Choosing a backcountry campsite ultimately comes down to three things: Safety, Leave No Trace and Comfort. I’ll break them down here, as well as give some tips so you always find a good campsite.
There are a lot of things which can go wrong when backcountry camping. But smart campers don’t let this scare them. Instead, they take basic precautions to prevent injuries and accidents. Avoid pitching in these areas when choosing a campsite and you’ll be safe.
- Cliffs and steep slopes: There is a high risk of rock falls and avalanches in these areas. If it rains, you’ll also get pelted by large sheets of water coming off the cliff.
- Gorges: Flash flooding is a serious risk in gorges.
- High water mark: If you are near a body of water, note the high water mark and stay well above it.
- Depressions, valleys and other low-lying areas: Water tends to accumulate here, which can flood your tent.
- Trees with dead branches: Also known as “widowmaker trees,” these can fall on your tent and kill you.
Leave No Trace
This principle is all about leaving the least impact possible on nature. It also means not bothering other campers in the area. To follow this principle when choosing a campsite:
- Always choose existing campsites: If there is an existing campsite, use it!
- Pitch on sandy or compact ground: If no campsite exists, choose sandy or compact ground.
- Avoid fragile areas: Don’t pitch your tent on top of fragile ecosystems such as alpine meadows.
- Stay 200 feet from water sources: The plantlife around water sources is fragile. You also don’t want to block access to the water for wildlife.
- Also stay 200 feet from trails: This way you won’t bother other campers or hikers.
*Exceptions to the 200 feet rule: If there is an existing campsite near a body of water (but still safely above the high water mark) or by the trail, use it!

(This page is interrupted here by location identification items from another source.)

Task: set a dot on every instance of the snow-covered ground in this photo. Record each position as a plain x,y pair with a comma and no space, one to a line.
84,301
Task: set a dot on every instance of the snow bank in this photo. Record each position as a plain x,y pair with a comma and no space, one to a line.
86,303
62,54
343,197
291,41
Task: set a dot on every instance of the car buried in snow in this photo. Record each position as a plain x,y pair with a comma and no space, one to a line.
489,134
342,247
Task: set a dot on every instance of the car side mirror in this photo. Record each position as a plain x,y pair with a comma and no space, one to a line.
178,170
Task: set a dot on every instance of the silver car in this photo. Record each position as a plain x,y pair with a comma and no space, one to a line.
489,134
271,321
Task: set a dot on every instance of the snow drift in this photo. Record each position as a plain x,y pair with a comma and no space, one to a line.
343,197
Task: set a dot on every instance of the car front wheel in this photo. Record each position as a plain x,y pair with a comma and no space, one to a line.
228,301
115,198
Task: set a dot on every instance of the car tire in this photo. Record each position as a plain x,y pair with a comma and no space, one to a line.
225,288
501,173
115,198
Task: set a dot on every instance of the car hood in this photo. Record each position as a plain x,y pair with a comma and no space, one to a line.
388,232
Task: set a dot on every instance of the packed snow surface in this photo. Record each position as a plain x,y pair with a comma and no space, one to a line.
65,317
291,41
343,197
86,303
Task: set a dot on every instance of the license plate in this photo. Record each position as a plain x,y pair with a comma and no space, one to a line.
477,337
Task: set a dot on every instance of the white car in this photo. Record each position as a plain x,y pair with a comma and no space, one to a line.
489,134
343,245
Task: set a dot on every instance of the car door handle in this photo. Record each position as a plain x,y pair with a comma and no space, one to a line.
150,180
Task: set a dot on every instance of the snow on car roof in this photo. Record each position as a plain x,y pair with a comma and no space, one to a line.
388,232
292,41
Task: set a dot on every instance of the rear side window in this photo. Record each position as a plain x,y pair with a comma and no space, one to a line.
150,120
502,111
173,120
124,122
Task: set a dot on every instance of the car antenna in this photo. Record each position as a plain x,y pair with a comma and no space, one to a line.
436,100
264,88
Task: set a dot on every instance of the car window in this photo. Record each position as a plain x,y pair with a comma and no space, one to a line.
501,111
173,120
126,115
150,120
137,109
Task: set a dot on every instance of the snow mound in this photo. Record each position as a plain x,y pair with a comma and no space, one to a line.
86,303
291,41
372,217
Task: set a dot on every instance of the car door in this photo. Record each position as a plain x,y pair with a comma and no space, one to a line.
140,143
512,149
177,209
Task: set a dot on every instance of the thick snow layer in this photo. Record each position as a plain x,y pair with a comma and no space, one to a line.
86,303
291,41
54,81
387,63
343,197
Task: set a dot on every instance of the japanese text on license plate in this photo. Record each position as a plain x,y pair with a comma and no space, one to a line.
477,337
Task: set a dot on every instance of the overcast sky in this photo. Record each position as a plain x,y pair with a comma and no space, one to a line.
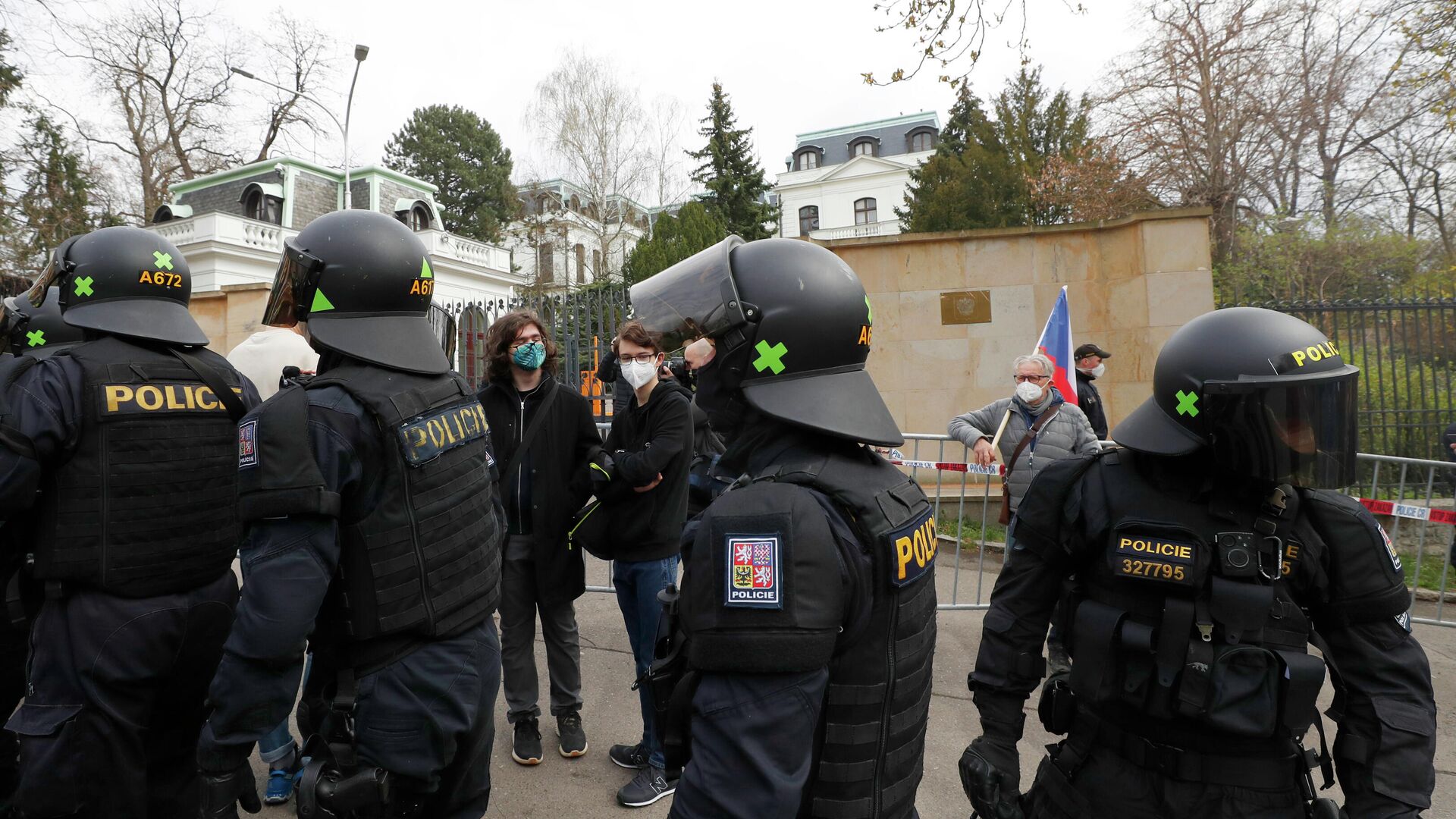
789,66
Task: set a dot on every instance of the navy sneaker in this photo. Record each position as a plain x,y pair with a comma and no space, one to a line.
280,786
647,787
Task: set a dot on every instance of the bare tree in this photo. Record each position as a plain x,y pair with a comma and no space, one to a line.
297,57
1347,61
168,82
598,133
1185,105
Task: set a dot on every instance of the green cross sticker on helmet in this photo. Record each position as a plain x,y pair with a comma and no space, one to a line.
770,357
1187,404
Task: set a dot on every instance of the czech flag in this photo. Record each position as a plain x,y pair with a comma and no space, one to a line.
1056,344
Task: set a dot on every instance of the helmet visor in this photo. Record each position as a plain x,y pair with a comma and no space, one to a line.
444,327
290,283
1302,433
692,299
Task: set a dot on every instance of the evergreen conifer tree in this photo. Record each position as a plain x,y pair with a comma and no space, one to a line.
674,238
736,183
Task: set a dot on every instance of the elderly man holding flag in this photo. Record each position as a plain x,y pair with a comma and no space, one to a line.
1038,423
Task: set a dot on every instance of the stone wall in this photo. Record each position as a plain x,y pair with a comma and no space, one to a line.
229,315
312,197
1130,284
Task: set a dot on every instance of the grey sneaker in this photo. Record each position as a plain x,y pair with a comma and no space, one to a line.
528,746
647,787
573,736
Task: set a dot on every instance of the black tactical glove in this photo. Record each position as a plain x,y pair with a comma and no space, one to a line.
990,774
221,793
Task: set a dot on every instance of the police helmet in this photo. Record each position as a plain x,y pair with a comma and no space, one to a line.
363,283
1266,392
791,325
38,331
121,280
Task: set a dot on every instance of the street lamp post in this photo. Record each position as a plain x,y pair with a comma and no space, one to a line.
360,53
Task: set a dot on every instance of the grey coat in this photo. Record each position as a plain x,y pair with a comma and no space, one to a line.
1065,436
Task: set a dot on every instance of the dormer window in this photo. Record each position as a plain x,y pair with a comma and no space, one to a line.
921,139
417,215
262,203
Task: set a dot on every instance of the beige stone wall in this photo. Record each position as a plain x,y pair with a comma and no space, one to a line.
1130,283
229,315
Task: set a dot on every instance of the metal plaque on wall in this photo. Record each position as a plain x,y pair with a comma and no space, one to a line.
965,306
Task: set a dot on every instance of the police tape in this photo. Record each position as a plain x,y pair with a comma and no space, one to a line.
1408,510
951,466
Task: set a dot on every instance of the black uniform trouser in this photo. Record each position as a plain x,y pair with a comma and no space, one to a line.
117,701
1106,784
12,689
430,719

It’s better to break the 200 feet rule than make a new campsite.
Comfort is the last thing to consider when choosing your campsite. You’ll mostly want to pay attention to the wind (listening to your tent flap around does not make for a good night’s sleep!). Try to find natural wind breaks, such as clusters of trees, to pitch next to. If shade is important to you, pay attention to where the sun will be in the daytime and evening and pitch accordingly.
- Give yourself plenty of time. Finding a good backcountry campsite can be very difficult. Make sure to budget at least an hour to find camp. If you find a good spot at the start of that hour, pitch right away. Don’t keep hiking in hopes that you might find a better spot.
- Put gear down and take a quick walk around. I’ve made the mistake of pitching my tent at a good-enough campsite, only to find a much better site just 100 feet away. I’ve since learned to scout out the area a bit instead of pitching immediately.